The next question is from the line of Rahulkumar Mishra from Antique Stock Broking.
Congratulations to the team for delivering a healthy set of numbers during the quarter. Most of my questions have been answered. I have just 2 questions. So first, if you could help me give some color on the water management system. So what is the demand outlook going ahead for this business?
So the water management systems and the LGM business has now been consolidated into a single entity called Fluid Dynamics. We call it KOEL Fluid Dynamics. It is going to be a subsidiary of Kirloskar Oil Engines focused on pumping solutions. Pumping solutions will vary across different kind of end use and applications. Water is one of them. As we proceed further, there are big opportunities that we see on the domestic pumps and Agri pumps side.

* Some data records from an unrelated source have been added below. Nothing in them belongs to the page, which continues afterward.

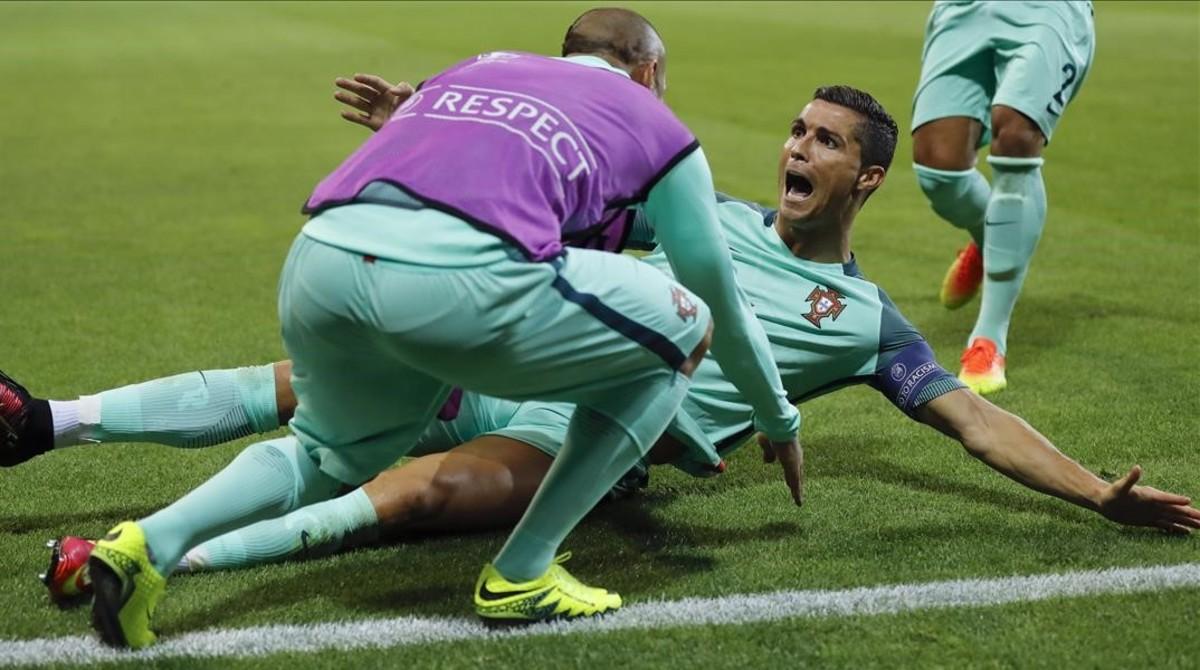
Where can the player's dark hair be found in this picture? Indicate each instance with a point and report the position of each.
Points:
(877, 132)
(621, 34)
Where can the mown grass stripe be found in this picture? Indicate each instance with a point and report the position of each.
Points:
(263, 640)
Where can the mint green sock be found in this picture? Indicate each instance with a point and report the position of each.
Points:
(597, 453)
(317, 530)
(190, 410)
(265, 480)
(960, 197)
(1017, 214)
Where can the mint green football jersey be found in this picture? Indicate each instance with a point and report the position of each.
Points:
(828, 327)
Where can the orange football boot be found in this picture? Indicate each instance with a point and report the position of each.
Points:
(963, 279)
(67, 576)
(983, 368)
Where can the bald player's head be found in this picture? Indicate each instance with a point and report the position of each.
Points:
(625, 40)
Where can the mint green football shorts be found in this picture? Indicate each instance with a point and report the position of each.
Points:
(1031, 57)
(378, 344)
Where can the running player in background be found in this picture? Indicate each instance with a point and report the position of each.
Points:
(828, 327)
(999, 75)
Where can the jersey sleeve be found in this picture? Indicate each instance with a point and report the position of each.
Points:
(682, 208)
(907, 371)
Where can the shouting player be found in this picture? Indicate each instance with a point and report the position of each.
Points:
(828, 328)
(435, 258)
(999, 75)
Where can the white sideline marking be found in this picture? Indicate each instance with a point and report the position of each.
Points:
(263, 640)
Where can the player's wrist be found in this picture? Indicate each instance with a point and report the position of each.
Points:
(781, 428)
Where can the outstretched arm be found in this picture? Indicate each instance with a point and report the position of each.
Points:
(1015, 449)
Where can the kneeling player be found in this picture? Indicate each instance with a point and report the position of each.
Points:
(843, 331)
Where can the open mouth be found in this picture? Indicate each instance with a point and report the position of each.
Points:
(798, 186)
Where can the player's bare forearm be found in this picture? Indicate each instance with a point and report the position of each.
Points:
(1012, 447)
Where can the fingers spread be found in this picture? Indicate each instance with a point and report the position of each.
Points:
(354, 118)
(1126, 483)
(1173, 528)
(353, 101)
(376, 83)
(358, 88)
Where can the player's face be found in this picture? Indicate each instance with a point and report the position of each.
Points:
(820, 165)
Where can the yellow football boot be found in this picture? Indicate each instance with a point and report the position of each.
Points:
(963, 279)
(555, 596)
(126, 586)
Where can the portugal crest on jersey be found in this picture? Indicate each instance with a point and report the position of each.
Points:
(826, 303)
(684, 306)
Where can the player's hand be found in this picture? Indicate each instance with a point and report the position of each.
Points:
(373, 99)
(791, 456)
(1143, 506)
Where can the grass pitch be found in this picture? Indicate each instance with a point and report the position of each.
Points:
(154, 157)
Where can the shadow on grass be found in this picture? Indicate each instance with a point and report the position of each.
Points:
(433, 574)
(75, 521)
(861, 460)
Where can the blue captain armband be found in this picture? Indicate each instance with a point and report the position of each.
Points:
(913, 377)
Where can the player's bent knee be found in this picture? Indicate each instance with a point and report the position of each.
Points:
(1014, 133)
(426, 502)
(947, 143)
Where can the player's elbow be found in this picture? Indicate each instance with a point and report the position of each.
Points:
(430, 500)
(977, 428)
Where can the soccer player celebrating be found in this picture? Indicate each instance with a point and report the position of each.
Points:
(999, 75)
(484, 465)
(435, 259)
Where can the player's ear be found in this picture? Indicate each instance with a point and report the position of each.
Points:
(870, 178)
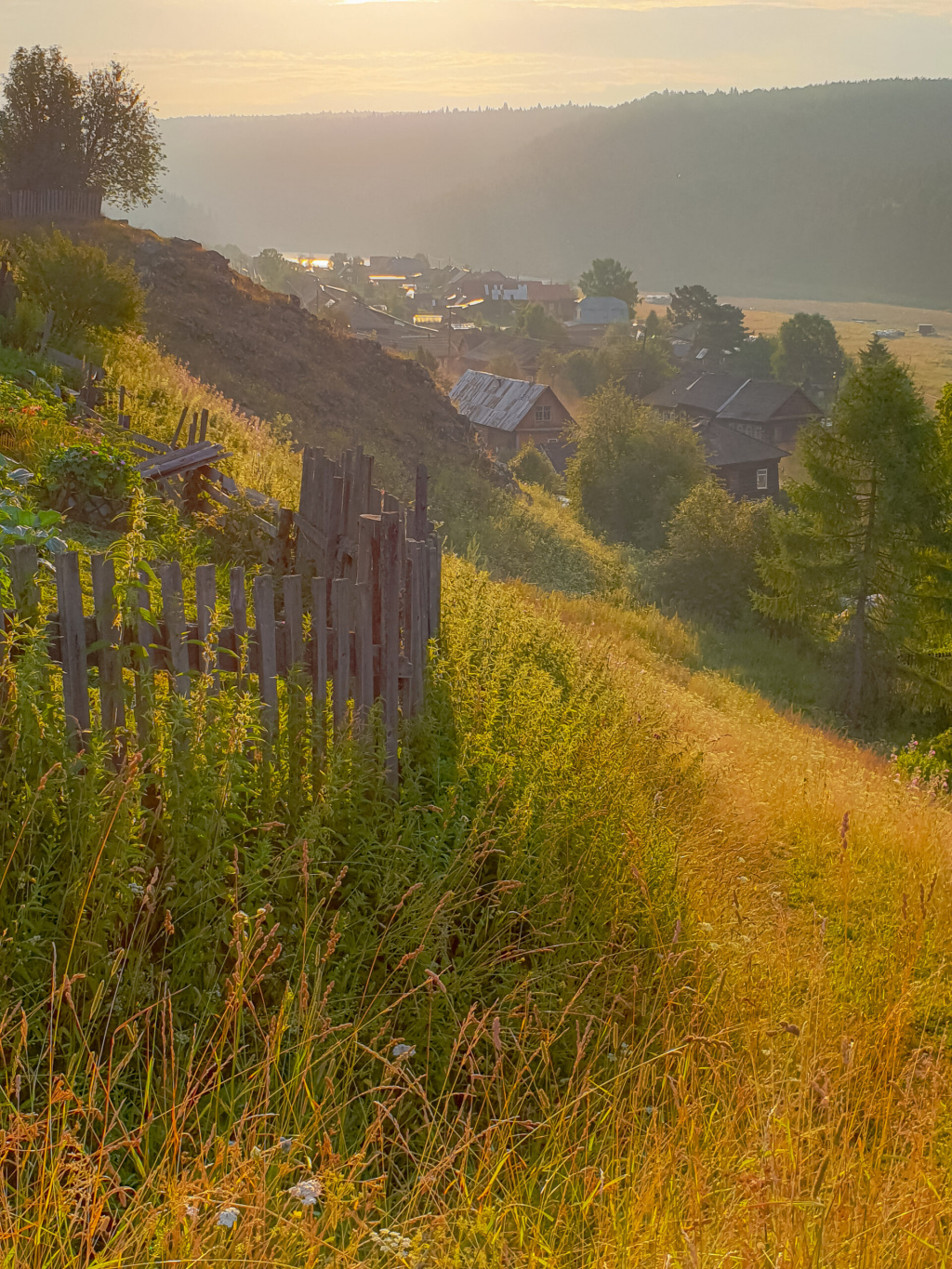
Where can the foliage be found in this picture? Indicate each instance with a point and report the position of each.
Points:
(708, 563)
(611, 278)
(96, 468)
(59, 131)
(809, 351)
(866, 556)
(32, 423)
(631, 469)
(640, 364)
(690, 305)
(539, 542)
(534, 466)
(753, 358)
(535, 323)
(239, 535)
(80, 284)
(20, 524)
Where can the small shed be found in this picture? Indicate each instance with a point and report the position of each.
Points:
(601, 311)
(511, 413)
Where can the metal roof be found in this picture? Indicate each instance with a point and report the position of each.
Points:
(725, 445)
(492, 402)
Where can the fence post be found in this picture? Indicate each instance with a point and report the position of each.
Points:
(390, 639)
(435, 570)
(263, 595)
(174, 617)
(341, 597)
(112, 706)
(73, 633)
(238, 599)
(205, 604)
(24, 563)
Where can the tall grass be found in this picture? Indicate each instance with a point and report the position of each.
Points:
(222, 979)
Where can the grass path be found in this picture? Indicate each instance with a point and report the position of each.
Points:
(819, 893)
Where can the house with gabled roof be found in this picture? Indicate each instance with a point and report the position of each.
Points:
(761, 409)
(509, 414)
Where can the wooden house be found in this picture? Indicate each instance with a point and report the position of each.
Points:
(509, 414)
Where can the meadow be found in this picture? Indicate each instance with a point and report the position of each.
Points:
(636, 971)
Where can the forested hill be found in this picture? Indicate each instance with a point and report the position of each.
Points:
(836, 192)
(350, 183)
(841, 191)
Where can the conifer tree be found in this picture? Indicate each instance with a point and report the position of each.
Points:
(868, 538)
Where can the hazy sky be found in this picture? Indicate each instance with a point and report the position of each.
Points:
(281, 56)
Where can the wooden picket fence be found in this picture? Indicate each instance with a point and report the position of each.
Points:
(367, 574)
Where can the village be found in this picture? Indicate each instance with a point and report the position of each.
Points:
(501, 347)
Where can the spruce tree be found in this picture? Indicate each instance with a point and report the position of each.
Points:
(867, 552)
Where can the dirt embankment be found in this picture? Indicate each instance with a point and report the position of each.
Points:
(274, 358)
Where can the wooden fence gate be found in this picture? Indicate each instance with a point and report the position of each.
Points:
(350, 622)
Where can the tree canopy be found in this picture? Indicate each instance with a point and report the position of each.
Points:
(809, 351)
(61, 131)
(86, 289)
(631, 468)
(866, 556)
(611, 278)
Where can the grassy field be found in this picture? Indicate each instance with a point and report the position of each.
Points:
(638, 972)
(928, 355)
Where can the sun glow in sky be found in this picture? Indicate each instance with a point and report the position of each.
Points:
(284, 56)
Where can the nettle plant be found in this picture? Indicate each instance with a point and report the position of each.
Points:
(20, 523)
(97, 469)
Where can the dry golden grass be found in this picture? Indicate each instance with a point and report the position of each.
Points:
(928, 355)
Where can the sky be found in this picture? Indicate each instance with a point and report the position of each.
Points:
(296, 56)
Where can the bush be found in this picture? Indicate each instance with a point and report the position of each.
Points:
(534, 466)
(90, 482)
(632, 469)
(86, 289)
(32, 424)
(709, 562)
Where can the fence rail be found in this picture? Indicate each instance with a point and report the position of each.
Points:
(350, 622)
(33, 204)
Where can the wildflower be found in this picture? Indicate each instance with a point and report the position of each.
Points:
(391, 1240)
(306, 1192)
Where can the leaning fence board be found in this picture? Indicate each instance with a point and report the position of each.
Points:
(266, 639)
(112, 702)
(73, 641)
(360, 579)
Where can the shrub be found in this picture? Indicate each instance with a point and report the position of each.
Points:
(80, 284)
(32, 424)
(534, 466)
(98, 469)
(708, 563)
(632, 469)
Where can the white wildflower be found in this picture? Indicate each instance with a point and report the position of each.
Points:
(306, 1192)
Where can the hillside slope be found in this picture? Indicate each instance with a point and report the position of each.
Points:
(841, 191)
(833, 192)
(273, 358)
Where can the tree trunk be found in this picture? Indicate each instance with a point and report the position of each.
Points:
(855, 692)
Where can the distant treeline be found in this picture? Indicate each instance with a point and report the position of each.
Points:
(841, 191)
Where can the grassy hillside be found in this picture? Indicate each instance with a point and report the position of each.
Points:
(840, 191)
(668, 969)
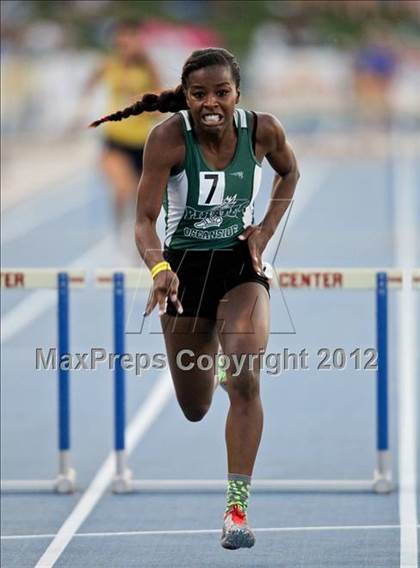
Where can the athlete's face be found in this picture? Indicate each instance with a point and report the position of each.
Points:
(211, 96)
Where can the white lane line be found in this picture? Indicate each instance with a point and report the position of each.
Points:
(138, 426)
(181, 532)
(405, 227)
(36, 303)
(21, 221)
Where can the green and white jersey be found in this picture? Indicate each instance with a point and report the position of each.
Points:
(207, 208)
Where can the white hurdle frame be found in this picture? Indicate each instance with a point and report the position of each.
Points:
(62, 281)
(379, 279)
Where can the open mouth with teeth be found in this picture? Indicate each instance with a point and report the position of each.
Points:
(214, 119)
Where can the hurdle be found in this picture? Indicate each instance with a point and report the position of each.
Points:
(62, 281)
(381, 280)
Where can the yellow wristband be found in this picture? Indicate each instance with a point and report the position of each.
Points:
(160, 267)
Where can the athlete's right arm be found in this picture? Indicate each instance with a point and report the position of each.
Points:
(163, 150)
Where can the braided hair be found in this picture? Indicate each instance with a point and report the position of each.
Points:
(174, 100)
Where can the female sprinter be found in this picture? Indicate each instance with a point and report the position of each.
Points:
(204, 164)
(126, 73)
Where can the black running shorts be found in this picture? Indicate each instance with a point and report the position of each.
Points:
(206, 276)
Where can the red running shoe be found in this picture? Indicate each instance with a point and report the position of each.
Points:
(236, 532)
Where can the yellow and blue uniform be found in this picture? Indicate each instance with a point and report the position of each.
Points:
(126, 83)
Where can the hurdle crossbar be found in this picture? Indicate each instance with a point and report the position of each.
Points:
(378, 279)
(62, 281)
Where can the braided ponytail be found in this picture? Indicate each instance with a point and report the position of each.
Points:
(174, 100)
(167, 101)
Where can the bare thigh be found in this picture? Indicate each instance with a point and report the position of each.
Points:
(244, 321)
(194, 387)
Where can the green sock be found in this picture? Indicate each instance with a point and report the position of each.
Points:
(238, 489)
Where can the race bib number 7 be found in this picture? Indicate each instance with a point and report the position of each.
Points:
(212, 188)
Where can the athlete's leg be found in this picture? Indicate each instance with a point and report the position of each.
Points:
(123, 179)
(194, 388)
(243, 322)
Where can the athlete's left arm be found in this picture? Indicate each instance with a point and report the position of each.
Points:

So we continue to remain focused and look at the appropriate products that need to be launched.
And my second question is on the export side. So we have seen that exports have grown healthily about 20% on, during this quarter as well as on a YTD basis. So I wanted to just get a sense of what has driven this healthy growth during the quarter?
And lastly, on the U.S. market, last quarter, we discussed that it's going to be one of the largest market with some good opportunities. And with the recent announcement of relaxation and tariff by the U.S. government, how do we look at this market? And given that almost 60% of sales we derive from MENA region, do we see this proportion shifting going ahead for the next couple of years once we build our capability for U.S. market and start securing orders? So just a color on this.
Yes, sure. See, each region that we look at, there is a very careful evaluation around the 3 Cs that I spoke about earlier, that's capability, capacity and coverage. And then we take a look at how exactly do we want to go to market, whether it is through independents or joint ventures or an acquisition. So that's, and it's a lot of effort and work that goes into it. Some of the traction that you are seeing on the international side is an outcome of the work that we've been doing.
So there is work that we are doing, we've been doing on the Middle East and Africa side. There are other work of other regions also. Now coming specifically to U.S., we have been investing in the U.S. market for a while. We have a subsidiary called Kirloskar Americas, and there is work that's going on, but it is not at a mature stage that we can discuss about it right now.
As there are no further questions from the participants, I now hand the conference over to management for closing comments.
Thank you very much for your interest on today's call and for the questions. See you next time.
Thank you, ma'am. On behalf of Antique Stock Broking Limited, that concludes this conference call. Thank you for joining us, and you may now disconnect your lines. Thank you.